Part of the financial reform bill making its way through the Senate could have a big effect on ATM owners.
An amendment sponsored by Sen. Tom Harkin, D-Iowa, would cap ATM surcharges at 50 cents. The national average is currently around $2.00.
The amendment is based on three fundamental misunderstanding about ATM fees:
- That all ATMs are owned by banks or credit unions;
- That the only major cost of ATM ownership is the cost of processing a transaction;
- That ATM fees are not being properly set by the marketplace.
Let’s discuss those in order.
1. While banks may have other reasons for installing and maintaining ATMs, most ATMs in this country are nonbank. They’re privately owned ATMs in grocery stores, gas stations, bars, restaurants and other small businesses across the nation. The merchants that own the machines set the surcharge and keep all of it; it’s their compensation for the cost of providing convenient access to cash.
2. Those costs are real. Besides the cost of the machine itself, there’s the cost of supplying it with power and a communication link, the cost of maintenance, and the labor involved in keeping it loaded with cash and paper.

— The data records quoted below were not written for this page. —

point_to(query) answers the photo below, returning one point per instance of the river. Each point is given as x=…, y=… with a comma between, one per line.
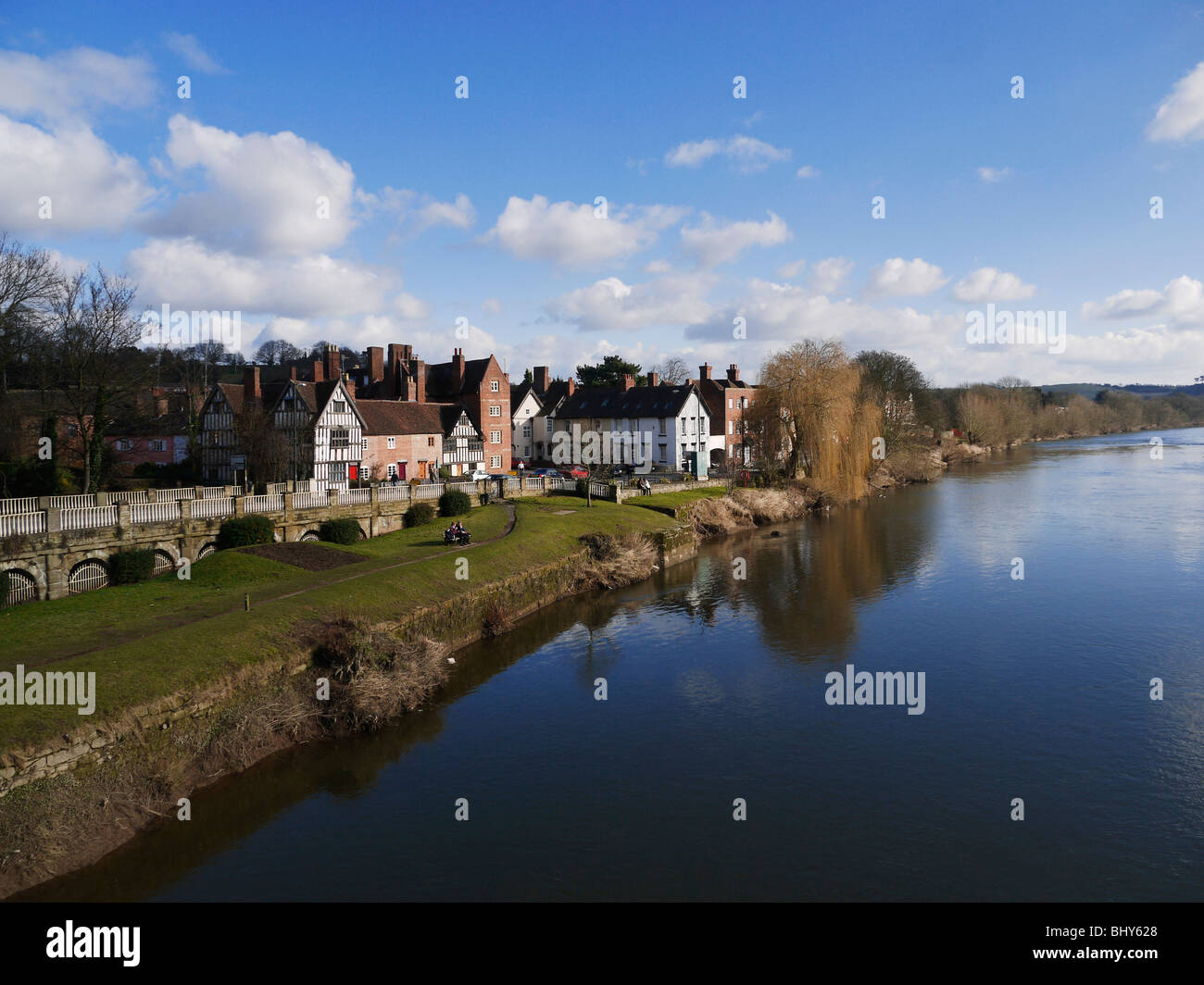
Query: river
x=1035, y=689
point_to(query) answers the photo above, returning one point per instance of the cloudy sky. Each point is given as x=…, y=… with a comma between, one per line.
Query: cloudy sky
x=603, y=189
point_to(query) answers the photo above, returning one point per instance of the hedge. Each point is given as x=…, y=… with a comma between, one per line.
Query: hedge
x=345, y=531
x=420, y=515
x=245, y=531
x=128, y=567
x=454, y=504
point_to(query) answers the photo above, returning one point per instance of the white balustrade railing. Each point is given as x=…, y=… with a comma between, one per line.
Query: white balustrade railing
x=22, y=524
x=208, y=508
x=72, y=503
x=28, y=505
x=155, y=513
x=89, y=517
x=269, y=504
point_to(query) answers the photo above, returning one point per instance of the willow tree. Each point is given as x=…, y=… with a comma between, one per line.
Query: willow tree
x=810, y=415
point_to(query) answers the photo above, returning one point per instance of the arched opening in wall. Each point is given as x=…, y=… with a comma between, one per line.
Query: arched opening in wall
x=17, y=587
x=87, y=576
x=163, y=564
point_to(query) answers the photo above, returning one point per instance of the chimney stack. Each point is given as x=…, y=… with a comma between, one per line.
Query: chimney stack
x=376, y=364
x=333, y=367
x=251, y=383
x=458, y=364
x=418, y=380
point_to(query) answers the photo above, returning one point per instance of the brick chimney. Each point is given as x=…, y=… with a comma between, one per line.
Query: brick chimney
x=376, y=364
x=333, y=363
x=251, y=383
x=418, y=375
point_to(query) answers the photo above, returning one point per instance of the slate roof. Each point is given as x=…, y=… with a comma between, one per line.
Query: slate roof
x=633, y=403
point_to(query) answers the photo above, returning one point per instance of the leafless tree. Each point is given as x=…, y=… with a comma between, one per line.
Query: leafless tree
x=95, y=333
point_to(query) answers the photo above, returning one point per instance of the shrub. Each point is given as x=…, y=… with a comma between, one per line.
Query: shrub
x=345, y=531
x=420, y=515
x=454, y=504
x=245, y=531
x=128, y=567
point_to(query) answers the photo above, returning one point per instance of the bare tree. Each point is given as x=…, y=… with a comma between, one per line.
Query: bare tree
x=29, y=282
x=95, y=333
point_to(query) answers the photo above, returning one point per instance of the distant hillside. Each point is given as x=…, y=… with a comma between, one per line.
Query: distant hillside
x=1142, y=389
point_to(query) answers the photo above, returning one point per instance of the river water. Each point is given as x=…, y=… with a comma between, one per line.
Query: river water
x=1035, y=689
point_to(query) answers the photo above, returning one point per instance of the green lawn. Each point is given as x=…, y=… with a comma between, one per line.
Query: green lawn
x=189, y=654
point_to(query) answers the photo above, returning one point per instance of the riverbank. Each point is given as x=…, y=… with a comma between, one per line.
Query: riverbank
x=132, y=764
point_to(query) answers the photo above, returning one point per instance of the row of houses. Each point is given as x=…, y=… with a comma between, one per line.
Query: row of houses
x=393, y=417
x=677, y=424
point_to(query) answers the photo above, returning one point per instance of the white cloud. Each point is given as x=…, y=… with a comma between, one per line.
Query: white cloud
x=72, y=83
x=1181, y=301
x=263, y=194
x=829, y=273
x=195, y=56
x=88, y=183
x=899, y=277
x=610, y=305
x=713, y=243
x=570, y=233
x=1181, y=115
x=991, y=284
x=185, y=273
x=747, y=155
x=992, y=175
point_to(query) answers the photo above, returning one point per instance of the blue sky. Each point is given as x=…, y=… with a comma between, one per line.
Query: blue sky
x=482, y=208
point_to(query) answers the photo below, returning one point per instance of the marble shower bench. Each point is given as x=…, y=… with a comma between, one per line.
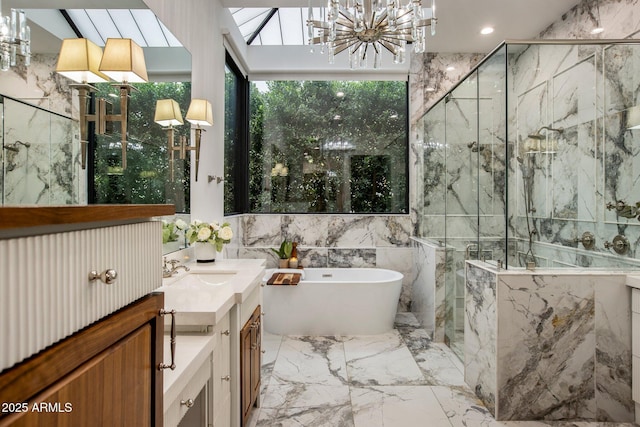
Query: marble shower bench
x=549, y=344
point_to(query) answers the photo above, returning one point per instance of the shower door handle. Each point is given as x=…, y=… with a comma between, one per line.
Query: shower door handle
x=467, y=251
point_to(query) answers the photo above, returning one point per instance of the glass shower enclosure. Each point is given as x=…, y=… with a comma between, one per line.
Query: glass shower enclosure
x=532, y=161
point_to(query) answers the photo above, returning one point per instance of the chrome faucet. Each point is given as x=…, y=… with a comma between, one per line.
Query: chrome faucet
x=171, y=267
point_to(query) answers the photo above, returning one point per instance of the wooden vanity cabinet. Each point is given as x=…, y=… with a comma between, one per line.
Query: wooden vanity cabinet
x=250, y=361
x=104, y=375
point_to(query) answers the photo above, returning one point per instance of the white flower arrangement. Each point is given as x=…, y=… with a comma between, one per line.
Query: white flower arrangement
x=212, y=233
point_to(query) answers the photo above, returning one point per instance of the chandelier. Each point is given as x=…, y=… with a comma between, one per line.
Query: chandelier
x=364, y=27
x=15, y=39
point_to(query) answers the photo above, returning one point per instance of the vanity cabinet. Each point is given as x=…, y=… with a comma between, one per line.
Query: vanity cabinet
x=106, y=374
x=250, y=358
x=222, y=375
x=188, y=398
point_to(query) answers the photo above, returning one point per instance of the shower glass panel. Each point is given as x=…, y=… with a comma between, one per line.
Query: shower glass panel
x=491, y=161
x=461, y=201
x=532, y=161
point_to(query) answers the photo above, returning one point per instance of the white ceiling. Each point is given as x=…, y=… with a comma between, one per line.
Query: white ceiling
x=460, y=21
x=458, y=30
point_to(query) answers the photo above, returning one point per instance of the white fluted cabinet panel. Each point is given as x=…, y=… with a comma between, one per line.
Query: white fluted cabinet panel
x=44, y=282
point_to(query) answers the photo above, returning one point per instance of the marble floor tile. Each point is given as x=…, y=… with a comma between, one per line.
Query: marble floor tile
x=462, y=407
x=299, y=404
x=394, y=406
x=310, y=360
x=271, y=346
x=380, y=360
x=398, y=379
x=323, y=416
x=438, y=367
x=301, y=395
x=406, y=319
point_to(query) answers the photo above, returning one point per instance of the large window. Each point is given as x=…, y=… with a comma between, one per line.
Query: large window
x=328, y=147
x=235, y=139
x=147, y=178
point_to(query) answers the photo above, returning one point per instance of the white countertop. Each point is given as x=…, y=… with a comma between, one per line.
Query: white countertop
x=204, y=294
x=191, y=352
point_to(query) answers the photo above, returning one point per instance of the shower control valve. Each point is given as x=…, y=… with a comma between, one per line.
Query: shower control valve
x=619, y=205
x=587, y=239
x=620, y=244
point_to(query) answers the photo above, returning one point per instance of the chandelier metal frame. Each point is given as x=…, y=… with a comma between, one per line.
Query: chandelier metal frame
x=15, y=38
x=362, y=27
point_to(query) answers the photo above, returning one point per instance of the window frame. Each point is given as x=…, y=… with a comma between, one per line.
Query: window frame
x=238, y=172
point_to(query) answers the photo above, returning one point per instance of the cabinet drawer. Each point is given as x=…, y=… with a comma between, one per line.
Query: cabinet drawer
x=635, y=300
x=176, y=410
x=250, y=304
x=46, y=277
x=222, y=368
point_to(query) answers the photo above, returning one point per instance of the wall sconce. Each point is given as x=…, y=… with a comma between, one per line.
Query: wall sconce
x=168, y=114
x=79, y=60
x=200, y=114
x=122, y=61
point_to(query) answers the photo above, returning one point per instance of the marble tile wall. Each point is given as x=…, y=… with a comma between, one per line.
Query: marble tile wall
x=480, y=335
x=331, y=241
x=594, y=160
x=427, y=288
x=48, y=171
x=549, y=346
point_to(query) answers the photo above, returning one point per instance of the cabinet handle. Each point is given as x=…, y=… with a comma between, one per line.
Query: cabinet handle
x=107, y=277
x=162, y=366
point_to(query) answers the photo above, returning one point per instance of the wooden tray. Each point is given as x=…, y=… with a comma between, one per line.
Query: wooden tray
x=284, y=279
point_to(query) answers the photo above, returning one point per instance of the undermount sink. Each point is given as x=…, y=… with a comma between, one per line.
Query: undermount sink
x=214, y=279
x=197, y=291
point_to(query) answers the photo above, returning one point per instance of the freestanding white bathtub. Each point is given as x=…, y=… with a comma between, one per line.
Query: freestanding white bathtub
x=333, y=301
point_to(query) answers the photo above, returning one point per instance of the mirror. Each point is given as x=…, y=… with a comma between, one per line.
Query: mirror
x=40, y=155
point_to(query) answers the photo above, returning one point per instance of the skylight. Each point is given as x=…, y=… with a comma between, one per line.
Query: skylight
x=287, y=26
x=140, y=25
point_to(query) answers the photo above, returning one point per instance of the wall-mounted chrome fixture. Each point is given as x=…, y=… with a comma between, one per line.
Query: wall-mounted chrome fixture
x=588, y=240
x=624, y=210
x=168, y=114
x=620, y=244
x=84, y=62
x=15, y=39
x=539, y=143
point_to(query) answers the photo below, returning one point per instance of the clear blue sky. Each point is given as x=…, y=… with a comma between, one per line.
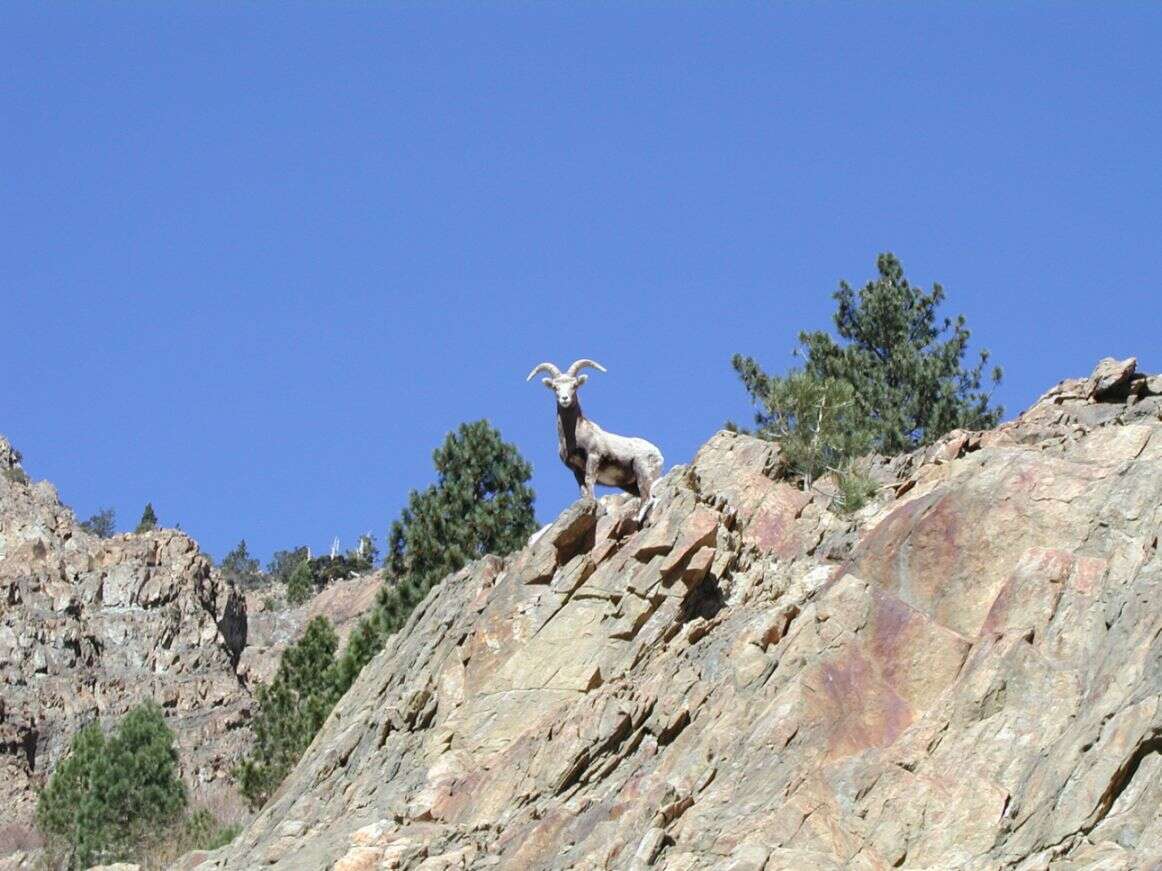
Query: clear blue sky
x=258, y=259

A $2.00 surcharge allows the typical ATM owner to pay off their initial investment in 6-10 months, and then earn a reasonable profit after that. With a 50-cent surcharge, it could take up to *3 years* to pay off the initial investment, and after that the merchant would earn only a small profit — maybe $100 a month for a typical machine.
No business owner is going to invest that much time and money for such a small return. So if a 50-cent cap were imposed, most nonbank ATMs would simply disappear.
3. The market works just fine when it comes to surcharge levels. Government intervention in market pricing might be justified when the free market is unsable to set fair prices. But in this case the free market is working just fine. ATM surcharges are transparent and easily avoidable, and the sheer number of ATMs means customers always have a choice. They can go down the street to a machine with a lower surcharge, or to an ATM owned by their bank. They can skip the ATM altogether and pay with credit cards or checks. Or they can do what they did before ATMs became widespread: stand in line at the teller window.
You may think that saying “ATMs will disappear” is alarmist. It’s not. How do we know? Because we’ve been there before.
Until 1996, ATM surcharges were illegal. The only ATMs available were owned by banks. Their ATM networks were money losers, but were cheaper than paying human tellers. But because each ATM lost money, they weren’t going to install any more ATMs than absolutely necessary.
Then in 1996, Congress legalized ATM surcharges. And the ATM industry was born. The number of ATMs in the country exploded.
The Harkin amendment will take us most of the way back to the pre-surcharge days, costing jobs and hurting the bottom line of hundreds of thousands of small businesses in the process.
That’s why industry groups are campaigning against it. It’s why the moderate Brookings Institution opposes it. Even independent observers like CNN have pointed out the downside.
The amendment comes up for a vote later this week. With luck, logic will prevail.